This week we will still be using the same data as last week, to see a direct comparison between the conclusions we reached using the p-value approach with the conclusions we will reach using the critical values approach.
Recall that the research question was:
Can a simple smile have an effect on punishment assigned following an infraction?

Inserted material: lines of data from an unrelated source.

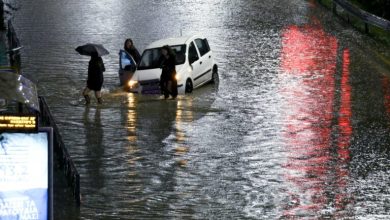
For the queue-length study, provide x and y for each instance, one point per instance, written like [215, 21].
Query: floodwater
[298, 126]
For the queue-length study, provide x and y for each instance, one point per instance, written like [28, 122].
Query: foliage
[380, 8]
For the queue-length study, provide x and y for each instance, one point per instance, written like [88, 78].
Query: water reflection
[317, 164]
[94, 148]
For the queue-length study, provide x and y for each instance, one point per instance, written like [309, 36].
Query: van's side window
[192, 53]
[203, 46]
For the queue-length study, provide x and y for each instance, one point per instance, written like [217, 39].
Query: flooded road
[298, 126]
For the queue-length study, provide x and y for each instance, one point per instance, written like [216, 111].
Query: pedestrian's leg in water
[174, 89]
[86, 96]
[98, 96]
[165, 89]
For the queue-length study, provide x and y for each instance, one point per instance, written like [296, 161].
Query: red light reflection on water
[309, 58]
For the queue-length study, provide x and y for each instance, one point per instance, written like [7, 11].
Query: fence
[367, 18]
[65, 161]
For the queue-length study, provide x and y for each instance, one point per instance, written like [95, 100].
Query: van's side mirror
[192, 59]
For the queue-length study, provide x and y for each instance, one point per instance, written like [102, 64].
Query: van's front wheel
[189, 86]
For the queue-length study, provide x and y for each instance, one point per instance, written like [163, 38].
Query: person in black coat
[130, 49]
[168, 82]
[95, 78]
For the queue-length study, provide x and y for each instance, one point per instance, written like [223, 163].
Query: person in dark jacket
[168, 82]
[130, 49]
[95, 78]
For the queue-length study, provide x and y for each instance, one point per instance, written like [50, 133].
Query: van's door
[193, 58]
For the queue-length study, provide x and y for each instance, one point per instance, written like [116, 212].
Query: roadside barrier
[367, 18]
[64, 160]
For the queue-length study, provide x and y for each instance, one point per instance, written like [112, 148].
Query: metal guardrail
[366, 17]
[65, 161]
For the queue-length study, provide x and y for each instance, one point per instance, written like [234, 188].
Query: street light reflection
[313, 171]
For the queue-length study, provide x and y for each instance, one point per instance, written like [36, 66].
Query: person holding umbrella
[95, 70]
[168, 82]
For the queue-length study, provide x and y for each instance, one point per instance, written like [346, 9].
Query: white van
[195, 65]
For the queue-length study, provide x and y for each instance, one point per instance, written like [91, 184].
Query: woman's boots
[87, 99]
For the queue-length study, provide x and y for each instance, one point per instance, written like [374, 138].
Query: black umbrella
[89, 49]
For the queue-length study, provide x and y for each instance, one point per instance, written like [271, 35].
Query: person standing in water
[168, 82]
[130, 49]
[95, 78]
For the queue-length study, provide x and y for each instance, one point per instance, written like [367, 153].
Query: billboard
[26, 184]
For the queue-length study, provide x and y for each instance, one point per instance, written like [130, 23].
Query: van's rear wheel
[189, 86]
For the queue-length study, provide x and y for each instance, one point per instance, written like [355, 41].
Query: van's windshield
[151, 57]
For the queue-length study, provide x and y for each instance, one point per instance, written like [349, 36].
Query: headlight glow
[132, 84]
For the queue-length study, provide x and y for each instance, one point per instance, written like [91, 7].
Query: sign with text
[18, 123]
[26, 175]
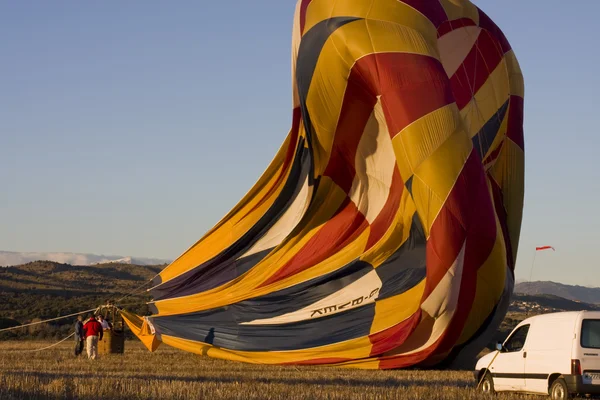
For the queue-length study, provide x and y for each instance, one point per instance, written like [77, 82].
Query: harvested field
[172, 374]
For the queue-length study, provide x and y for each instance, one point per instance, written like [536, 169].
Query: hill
[570, 292]
[43, 289]
[8, 258]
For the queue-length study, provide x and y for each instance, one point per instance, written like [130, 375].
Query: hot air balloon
[384, 233]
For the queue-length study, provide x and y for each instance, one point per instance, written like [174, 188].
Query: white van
[556, 354]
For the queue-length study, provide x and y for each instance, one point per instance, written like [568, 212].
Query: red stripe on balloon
[475, 70]
[410, 85]
[384, 220]
[342, 229]
[450, 26]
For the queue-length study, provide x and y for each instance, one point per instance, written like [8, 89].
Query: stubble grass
[172, 374]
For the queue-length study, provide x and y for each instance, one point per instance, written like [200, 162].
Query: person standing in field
[93, 332]
[79, 336]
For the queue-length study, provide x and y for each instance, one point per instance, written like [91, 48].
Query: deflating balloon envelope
[385, 231]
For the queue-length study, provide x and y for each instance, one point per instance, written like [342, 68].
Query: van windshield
[590, 333]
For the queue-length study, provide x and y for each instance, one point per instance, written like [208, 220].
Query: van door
[508, 370]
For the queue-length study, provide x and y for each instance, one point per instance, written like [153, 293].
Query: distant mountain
[8, 258]
[45, 289]
[570, 292]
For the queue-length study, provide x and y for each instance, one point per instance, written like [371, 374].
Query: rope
[52, 345]
[47, 320]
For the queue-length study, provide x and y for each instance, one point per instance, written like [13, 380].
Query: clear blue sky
[132, 127]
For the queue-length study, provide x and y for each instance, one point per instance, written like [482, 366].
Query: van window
[590, 333]
[516, 341]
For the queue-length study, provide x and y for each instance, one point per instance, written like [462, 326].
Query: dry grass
[172, 374]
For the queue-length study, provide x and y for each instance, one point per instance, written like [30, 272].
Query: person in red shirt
[92, 331]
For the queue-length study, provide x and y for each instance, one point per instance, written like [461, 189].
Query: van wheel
[487, 384]
[559, 390]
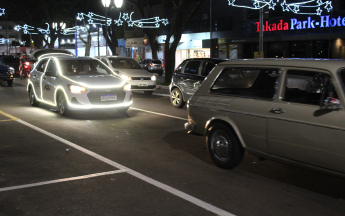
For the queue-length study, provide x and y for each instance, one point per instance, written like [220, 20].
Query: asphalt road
[139, 163]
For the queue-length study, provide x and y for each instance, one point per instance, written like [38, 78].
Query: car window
[52, 67]
[247, 82]
[155, 61]
[307, 87]
[42, 65]
[119, 63]
[192, 67]
[83, 67]
[208, 66]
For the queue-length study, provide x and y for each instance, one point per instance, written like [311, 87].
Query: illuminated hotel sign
[309, 23]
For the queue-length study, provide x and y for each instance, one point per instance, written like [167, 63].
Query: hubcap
[175, 96]
[222, 145]
[61, 104]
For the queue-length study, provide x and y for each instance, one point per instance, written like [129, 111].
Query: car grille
[143, 87]
[139, 78]
[95, 96]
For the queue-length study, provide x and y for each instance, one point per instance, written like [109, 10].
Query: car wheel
[148, 92]
[224, 147]
[32, 97]
[9, 83]
[122, 109]
[62, 105]
[176, 98]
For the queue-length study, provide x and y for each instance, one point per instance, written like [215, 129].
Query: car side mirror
[50, 74]
[332, 103]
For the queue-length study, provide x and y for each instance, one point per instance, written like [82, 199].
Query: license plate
[108, 97]
[142, 84]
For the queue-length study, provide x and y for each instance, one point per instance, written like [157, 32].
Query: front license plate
[108, 97]
[142, 84]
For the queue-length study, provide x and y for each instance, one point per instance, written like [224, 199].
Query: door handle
[277, 110]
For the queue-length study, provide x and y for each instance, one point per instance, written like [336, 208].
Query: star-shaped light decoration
[2, 11]
[165, 22]
[271, 5]
[125, 16]
[328, 6]
[318, 11]
[130, 23]
[231, 2]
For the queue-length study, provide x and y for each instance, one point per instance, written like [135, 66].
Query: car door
[191, 78]
[49, 79]
[244, 96]
[302, 130]
[36, 76]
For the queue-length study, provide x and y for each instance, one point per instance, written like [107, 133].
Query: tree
[183, 11]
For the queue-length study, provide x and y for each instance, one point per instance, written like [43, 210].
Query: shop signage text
[309, 23]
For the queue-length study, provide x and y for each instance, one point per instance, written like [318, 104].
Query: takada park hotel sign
[299, 24]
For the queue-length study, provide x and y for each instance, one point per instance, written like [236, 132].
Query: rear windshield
[155, 61]
[83, 67]
[118, 63]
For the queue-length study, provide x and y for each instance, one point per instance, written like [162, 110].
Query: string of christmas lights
[303, 7]
[2, 11]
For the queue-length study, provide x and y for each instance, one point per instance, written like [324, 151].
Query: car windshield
[83, 67]
[119, 63]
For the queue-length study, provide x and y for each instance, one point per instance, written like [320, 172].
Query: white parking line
[162, 114]
[62, 180]
[149, 180]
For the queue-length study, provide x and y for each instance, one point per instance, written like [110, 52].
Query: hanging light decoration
[303, 7]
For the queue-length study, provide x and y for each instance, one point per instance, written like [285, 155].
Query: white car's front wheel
[62, 105]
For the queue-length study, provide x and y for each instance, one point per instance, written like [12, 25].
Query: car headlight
[76, 89]
[127, 87]
[126, 77]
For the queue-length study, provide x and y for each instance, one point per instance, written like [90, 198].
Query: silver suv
[280, 109]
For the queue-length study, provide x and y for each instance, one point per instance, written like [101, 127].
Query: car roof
[214, 60]
[37, 53]
[325, 64]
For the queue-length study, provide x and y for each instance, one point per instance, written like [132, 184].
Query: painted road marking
[170, 116]
[147, 179]
[62, 180]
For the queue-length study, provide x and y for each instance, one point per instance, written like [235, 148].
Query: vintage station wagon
[289, 110]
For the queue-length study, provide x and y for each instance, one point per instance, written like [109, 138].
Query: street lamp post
[107, 5]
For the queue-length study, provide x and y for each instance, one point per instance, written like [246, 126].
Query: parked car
[12, 61]
[6, 73]
[286, 110]
[153, 66]
[130, 70]
[81, 83]
[187, 78]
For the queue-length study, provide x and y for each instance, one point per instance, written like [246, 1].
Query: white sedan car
[75, 83]
[129, 69]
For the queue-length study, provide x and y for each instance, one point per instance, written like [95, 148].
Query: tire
[62, 105]
[176, 98]
[122, 109]
[148, 92]
[223, 146]
[9, 83]
[32, 98]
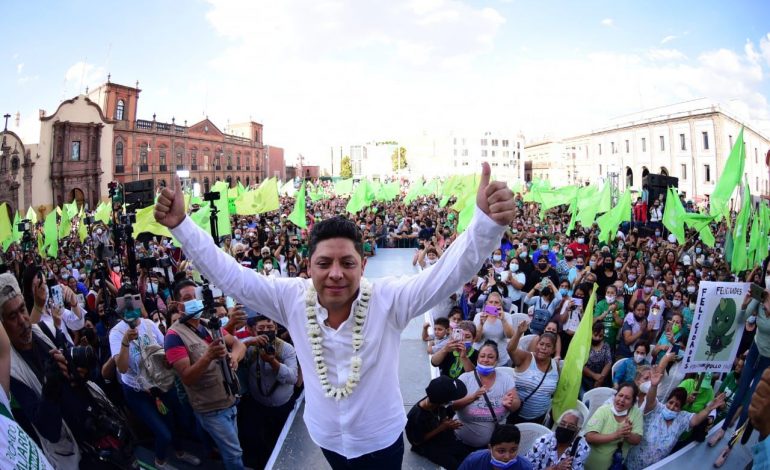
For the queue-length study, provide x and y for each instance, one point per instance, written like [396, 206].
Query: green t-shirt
[610, 327]
[604, 422]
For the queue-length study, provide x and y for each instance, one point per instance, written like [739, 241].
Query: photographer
[272, 372]
[155, 406]
[46, 406]
[196, 357]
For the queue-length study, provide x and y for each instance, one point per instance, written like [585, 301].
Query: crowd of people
[157, 350]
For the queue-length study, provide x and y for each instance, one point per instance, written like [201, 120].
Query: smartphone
[458, 334]
[757, 292]
[491, 310]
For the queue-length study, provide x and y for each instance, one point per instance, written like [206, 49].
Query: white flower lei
[315, 335]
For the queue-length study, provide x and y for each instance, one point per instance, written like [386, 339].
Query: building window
[75, 151]
[120, 110]
[119, 154]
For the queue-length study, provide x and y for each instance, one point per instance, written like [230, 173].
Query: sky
[324, 73]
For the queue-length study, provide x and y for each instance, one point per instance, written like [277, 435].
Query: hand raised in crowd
[494, 198]
[169, 210]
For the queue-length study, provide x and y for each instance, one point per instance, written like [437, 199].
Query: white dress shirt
[372, 417]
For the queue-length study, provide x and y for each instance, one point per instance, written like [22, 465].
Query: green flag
[223, 205]
[568, 388]
[739, 260]
[361, 198]
[673, 215]
[729, 179]
[297, 216]
[65, 226]
[611, 220]
[6, 231]
[50, 230]
[31, 215]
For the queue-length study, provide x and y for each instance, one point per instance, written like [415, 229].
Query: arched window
[119, 111]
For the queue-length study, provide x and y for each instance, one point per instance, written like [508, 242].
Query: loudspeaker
[139, 185]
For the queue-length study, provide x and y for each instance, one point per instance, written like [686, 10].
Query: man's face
[336, 269]
[16, 323]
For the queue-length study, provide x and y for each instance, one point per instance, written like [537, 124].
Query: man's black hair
[336, 227]
[181, 285]
[505, 433]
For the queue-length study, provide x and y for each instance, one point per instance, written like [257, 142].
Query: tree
[398, 159]
[346, 170]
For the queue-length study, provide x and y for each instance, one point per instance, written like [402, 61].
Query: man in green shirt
[610, 311]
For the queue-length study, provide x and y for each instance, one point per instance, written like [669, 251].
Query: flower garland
[315, 335]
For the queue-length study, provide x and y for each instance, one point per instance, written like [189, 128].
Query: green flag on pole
[298, 216]
[729, 179]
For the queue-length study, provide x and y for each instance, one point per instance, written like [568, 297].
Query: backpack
[540, 318]
[154, 371]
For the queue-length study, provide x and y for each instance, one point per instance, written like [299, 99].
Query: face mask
[564, 435]
[618, 413]
[667, 414]
[500, 464]
[194, 307]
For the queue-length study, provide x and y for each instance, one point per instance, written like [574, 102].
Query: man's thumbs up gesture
[494, 198]
[169, 210]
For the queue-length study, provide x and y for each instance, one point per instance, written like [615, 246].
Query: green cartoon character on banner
[719, 335]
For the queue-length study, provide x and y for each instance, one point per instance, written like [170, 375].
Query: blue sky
[327, 72]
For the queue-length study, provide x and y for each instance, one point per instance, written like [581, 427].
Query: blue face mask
[194, 307]
[668, 415]
[498, 464]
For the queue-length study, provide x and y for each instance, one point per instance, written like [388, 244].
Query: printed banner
[715, 334]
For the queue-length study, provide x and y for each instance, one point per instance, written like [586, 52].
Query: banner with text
[715, 333]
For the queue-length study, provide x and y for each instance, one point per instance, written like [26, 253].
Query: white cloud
[665, 54]
[668, 38]
[82, 75]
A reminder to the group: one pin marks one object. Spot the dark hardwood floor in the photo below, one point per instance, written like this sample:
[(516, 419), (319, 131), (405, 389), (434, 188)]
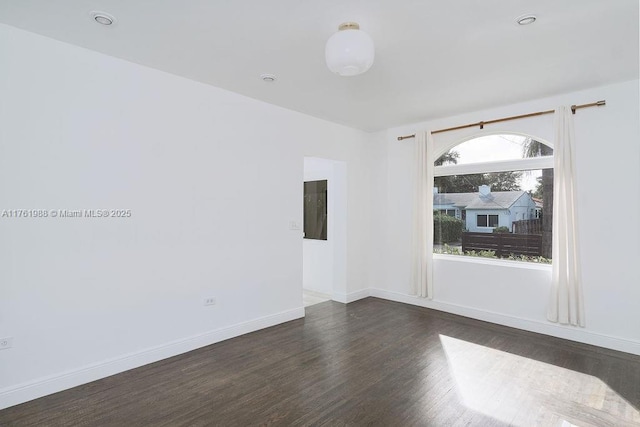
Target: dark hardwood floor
[(372, 362)]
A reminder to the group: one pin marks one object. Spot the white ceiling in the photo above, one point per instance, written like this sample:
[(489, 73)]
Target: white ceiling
[(433, 58)]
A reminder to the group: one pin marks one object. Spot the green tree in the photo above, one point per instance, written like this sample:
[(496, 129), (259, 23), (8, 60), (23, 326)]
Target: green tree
[(544, 190), (450, 157)]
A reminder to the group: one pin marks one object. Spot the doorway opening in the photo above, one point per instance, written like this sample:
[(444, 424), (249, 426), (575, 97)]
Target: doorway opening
[(324, 259)]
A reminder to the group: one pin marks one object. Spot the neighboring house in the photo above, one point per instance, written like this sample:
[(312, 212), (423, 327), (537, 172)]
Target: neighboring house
[(485, 210)]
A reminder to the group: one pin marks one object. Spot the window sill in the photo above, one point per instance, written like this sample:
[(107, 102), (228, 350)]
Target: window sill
[(491, 261)]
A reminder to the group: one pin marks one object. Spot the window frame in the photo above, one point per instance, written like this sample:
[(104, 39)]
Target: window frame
[(517, 164)]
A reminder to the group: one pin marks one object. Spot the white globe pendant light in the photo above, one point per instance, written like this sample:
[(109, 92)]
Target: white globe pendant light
[(350, 51)]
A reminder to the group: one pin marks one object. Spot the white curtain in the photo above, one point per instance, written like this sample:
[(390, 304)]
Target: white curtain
[(422, 242), (566, 304)]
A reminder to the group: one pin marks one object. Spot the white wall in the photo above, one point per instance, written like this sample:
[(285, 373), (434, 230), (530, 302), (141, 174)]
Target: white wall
[(608, 164), (212, 179)]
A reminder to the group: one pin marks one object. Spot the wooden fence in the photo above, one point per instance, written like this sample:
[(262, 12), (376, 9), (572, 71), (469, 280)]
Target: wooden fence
[(504, 244), (528, 226)]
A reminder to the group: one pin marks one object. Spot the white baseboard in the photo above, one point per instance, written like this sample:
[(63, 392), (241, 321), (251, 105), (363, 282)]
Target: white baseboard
[(552, 329), (25, 392), (350, 297)]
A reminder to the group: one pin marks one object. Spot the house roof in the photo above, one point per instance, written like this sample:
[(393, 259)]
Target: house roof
[(495, 200)]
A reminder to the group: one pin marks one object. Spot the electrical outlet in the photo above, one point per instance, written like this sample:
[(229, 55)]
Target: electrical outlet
[(6, 343)]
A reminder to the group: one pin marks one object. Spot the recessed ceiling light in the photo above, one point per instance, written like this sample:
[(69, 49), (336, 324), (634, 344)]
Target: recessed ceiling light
[(103, 18), (526, 20)]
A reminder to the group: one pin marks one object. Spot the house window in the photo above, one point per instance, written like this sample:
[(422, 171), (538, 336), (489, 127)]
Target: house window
[(487, 220), (503, 187)]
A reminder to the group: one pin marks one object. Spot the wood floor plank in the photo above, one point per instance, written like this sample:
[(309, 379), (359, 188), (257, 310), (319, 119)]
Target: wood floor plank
[(372, 362)]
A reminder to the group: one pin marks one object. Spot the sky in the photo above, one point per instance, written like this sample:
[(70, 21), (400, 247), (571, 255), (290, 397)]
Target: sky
[(497, 147)]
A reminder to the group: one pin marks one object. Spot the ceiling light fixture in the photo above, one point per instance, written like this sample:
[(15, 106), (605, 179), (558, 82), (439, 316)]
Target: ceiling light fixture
[(526, 19), (350, 51), (103, 18), (269, 78)]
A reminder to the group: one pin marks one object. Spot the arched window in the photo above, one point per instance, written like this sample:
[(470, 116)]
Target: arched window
[(493, 197)]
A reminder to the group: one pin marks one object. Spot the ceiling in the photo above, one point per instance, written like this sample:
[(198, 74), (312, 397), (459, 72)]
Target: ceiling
[(433, 58)]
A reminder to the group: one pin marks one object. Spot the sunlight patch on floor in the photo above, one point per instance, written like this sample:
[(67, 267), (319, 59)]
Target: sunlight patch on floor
[(525, 392)]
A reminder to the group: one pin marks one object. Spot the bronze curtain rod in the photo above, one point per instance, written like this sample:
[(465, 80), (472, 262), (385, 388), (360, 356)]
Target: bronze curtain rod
[(505, 119)]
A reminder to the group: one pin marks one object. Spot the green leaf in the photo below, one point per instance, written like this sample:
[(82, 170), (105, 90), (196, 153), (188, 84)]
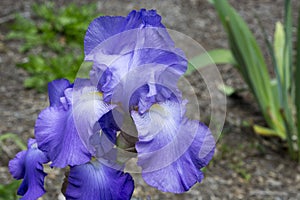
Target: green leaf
[(264, 131), (217, 56), (297, 84), (250, 63)]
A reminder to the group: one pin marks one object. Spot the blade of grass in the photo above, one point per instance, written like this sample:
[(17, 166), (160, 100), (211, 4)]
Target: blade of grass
[(251, 62)]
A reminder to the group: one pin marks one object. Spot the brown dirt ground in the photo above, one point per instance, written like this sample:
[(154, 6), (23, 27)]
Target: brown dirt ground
[(246, 166)]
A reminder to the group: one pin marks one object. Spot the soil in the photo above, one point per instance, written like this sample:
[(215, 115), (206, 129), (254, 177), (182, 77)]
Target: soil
[(245, 166)]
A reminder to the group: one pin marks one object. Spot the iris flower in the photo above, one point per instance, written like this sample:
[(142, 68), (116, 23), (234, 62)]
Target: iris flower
[(130, 102)]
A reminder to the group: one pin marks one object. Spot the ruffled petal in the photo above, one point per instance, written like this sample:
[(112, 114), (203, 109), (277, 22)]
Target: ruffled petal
[(97, 181), (171, 148), (56, 90), (148, 56), (104, 27), (63, 131), (27, 165)]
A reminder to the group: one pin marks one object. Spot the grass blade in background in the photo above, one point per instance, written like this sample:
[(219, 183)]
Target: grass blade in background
[(297, 85), (251, 64)]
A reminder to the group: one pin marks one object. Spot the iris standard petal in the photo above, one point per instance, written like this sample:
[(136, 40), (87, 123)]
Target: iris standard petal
[(94, 180), (63, 131), (28, 165), (172, 149), (104, 27), (148, 51)]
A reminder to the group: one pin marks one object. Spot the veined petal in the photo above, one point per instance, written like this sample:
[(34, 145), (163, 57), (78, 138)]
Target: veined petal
[(63, 131), (94, 180), (148, 51), (56, 90), (104, 27), (171, 148), (27, 165)]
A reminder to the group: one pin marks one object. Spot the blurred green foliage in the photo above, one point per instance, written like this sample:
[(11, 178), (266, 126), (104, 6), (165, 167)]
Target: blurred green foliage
[(278, 96), (53, 40)]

Analysing the data using a threshold of \(\alpha = 0.05\), last week we concluded that:
At a 5% significance level, we tested whether the mean leniency score for smiling students is higher than for students with a neutral expression. The p-value of the test (\(p = 0.029\)) indicates that if smiling truly had no effect on leniency scores, the chance of getting a difference in mean leniency scores between smiling and neutral students as high as 0.79 is 0.029, or 3 in 100 times. The sample data provide strong evidence against the null hypothesis that smiling had no effect on leniency and in favour of the alternative.
This week we will perform the same test of hypothesis, shown again below, but using the equivalent method of comparing the observed statistic with critical values. \[ H_0 : \mu_s - \mu_n = 0 \\ H_1 : \mu_s - \mu_n > 0 \]
Critical values
The critical values corresponding to a significance level of \(\alpha\) are the boundaries which delimit the regions leading to the rejection of the null hypothesis.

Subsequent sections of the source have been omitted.